As Diekman continued to explore her own journey, she saw a new story developing – what she calls a “love story” between her and her children.
She calls that story “low-demand parenting.”
Low-demand parenting is about dropping a parent’s expectations, examining their motivations for control or compliance, and meeting their kids where they are, Diekman says. She took to Instagram to ask parents to just try it: When something is too hard for your child – like changing out of pajamas to go to the grocery store or wearing matching socks – just drop the requirement and see what happens.
“When we match our expectations to another’s true capacity, we communicate understanding, acceptance and validation. We say: ‘You are enough, just as you are,’” Diekman recently wrote to her online community, which has swelled to nearly 13,000 Instagram followers.
Earlier this year, Diekman turned her experience into a book, “Low-Demand Parenting,” published by Jessica Kingsley Publishers, the leading publisher of books on autism, and launched online community groups and coaching for parents.
Kendahl Damashek, a mom of four neurodivergent kids in Clinton, New York, found Diekman while scrolling Instagram.
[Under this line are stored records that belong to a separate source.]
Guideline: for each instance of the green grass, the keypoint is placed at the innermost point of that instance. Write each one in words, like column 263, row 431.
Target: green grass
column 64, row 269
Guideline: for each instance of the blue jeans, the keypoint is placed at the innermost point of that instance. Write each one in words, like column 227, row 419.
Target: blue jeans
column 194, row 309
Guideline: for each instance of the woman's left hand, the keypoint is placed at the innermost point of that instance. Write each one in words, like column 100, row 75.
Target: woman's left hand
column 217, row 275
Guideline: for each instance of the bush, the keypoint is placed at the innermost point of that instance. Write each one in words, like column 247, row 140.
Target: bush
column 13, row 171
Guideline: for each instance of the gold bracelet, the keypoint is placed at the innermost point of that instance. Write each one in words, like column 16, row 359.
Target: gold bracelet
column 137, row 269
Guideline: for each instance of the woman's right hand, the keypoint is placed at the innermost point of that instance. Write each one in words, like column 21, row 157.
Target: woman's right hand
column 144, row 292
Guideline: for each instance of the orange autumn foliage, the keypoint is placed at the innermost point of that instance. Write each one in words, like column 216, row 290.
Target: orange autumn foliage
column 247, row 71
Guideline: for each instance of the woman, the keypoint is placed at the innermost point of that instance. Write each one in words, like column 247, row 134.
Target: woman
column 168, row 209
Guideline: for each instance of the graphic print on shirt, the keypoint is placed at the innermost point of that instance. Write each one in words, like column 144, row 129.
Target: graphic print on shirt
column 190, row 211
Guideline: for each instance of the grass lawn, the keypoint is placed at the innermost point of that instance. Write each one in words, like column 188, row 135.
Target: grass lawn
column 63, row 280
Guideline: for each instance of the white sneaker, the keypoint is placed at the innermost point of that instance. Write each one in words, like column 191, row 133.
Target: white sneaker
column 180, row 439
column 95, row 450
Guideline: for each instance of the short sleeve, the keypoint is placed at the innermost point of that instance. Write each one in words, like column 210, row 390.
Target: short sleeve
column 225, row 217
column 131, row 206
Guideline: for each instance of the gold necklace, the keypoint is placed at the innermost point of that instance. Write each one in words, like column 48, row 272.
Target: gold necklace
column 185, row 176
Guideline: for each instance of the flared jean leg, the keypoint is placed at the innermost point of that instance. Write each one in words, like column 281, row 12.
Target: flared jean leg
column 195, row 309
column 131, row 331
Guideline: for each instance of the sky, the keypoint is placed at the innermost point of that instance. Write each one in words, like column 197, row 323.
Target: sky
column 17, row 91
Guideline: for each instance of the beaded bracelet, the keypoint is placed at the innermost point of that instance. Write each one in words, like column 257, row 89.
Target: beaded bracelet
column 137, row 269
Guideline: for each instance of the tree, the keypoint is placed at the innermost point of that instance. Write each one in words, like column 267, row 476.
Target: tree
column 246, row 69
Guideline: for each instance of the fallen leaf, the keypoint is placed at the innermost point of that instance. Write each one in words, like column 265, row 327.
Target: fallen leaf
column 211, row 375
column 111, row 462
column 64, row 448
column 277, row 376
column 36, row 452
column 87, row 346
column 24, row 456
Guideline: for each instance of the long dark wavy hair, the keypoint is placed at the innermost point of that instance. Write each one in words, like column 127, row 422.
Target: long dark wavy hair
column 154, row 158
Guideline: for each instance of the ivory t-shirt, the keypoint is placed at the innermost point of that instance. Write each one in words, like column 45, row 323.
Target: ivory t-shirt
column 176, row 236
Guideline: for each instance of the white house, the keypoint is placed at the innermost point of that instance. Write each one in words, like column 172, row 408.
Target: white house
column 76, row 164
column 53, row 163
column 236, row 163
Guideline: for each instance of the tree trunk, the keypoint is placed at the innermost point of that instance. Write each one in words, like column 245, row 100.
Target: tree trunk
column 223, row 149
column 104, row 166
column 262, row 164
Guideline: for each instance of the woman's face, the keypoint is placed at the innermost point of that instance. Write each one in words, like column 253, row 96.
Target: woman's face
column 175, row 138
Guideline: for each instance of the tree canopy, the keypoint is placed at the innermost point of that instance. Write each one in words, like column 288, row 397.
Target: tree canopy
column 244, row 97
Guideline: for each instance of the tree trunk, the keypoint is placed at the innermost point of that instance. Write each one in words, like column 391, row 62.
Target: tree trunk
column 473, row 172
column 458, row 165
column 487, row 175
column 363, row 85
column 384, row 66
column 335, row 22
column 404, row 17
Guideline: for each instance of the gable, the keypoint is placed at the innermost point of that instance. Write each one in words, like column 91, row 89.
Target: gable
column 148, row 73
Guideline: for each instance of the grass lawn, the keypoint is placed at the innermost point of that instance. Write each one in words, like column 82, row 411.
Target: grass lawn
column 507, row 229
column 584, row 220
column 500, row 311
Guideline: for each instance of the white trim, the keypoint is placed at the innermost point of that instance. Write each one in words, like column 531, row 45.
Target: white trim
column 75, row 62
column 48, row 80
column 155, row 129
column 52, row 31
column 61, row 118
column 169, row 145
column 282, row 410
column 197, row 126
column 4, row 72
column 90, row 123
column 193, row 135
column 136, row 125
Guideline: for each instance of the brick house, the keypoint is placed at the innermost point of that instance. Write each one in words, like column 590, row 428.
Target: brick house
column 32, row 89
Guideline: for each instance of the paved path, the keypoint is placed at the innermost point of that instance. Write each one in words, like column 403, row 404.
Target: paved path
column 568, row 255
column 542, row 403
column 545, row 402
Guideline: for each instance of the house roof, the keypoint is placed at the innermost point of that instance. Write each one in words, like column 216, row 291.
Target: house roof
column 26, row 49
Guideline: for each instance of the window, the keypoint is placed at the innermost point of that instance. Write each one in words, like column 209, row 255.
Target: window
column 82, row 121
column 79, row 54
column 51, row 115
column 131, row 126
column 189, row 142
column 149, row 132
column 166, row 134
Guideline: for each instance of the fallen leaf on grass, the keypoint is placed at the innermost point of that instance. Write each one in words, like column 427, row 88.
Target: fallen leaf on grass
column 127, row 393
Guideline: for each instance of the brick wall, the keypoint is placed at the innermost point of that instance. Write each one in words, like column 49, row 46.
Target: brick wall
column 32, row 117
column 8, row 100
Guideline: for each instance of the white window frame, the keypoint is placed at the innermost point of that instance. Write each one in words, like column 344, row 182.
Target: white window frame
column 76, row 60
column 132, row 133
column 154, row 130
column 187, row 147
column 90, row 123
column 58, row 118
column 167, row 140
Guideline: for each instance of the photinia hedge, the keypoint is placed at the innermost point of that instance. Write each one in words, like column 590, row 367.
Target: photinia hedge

She immediately signed up for one of Diekman’s courses, an experience Damashek describes as “transformative.”
There wasn’t any preaching or dogma, Damashek says. There wasn’t any homework or have-tos.
“It was just like an offering,” Damashek says. “See this concept. See how it applies to your life. Try it. Journal about it. It was a method of thinking, not a solution … She’s radically altered the path I’ve taken with my kids.”
And for Diekman, perhaps even something like a new calling has been born.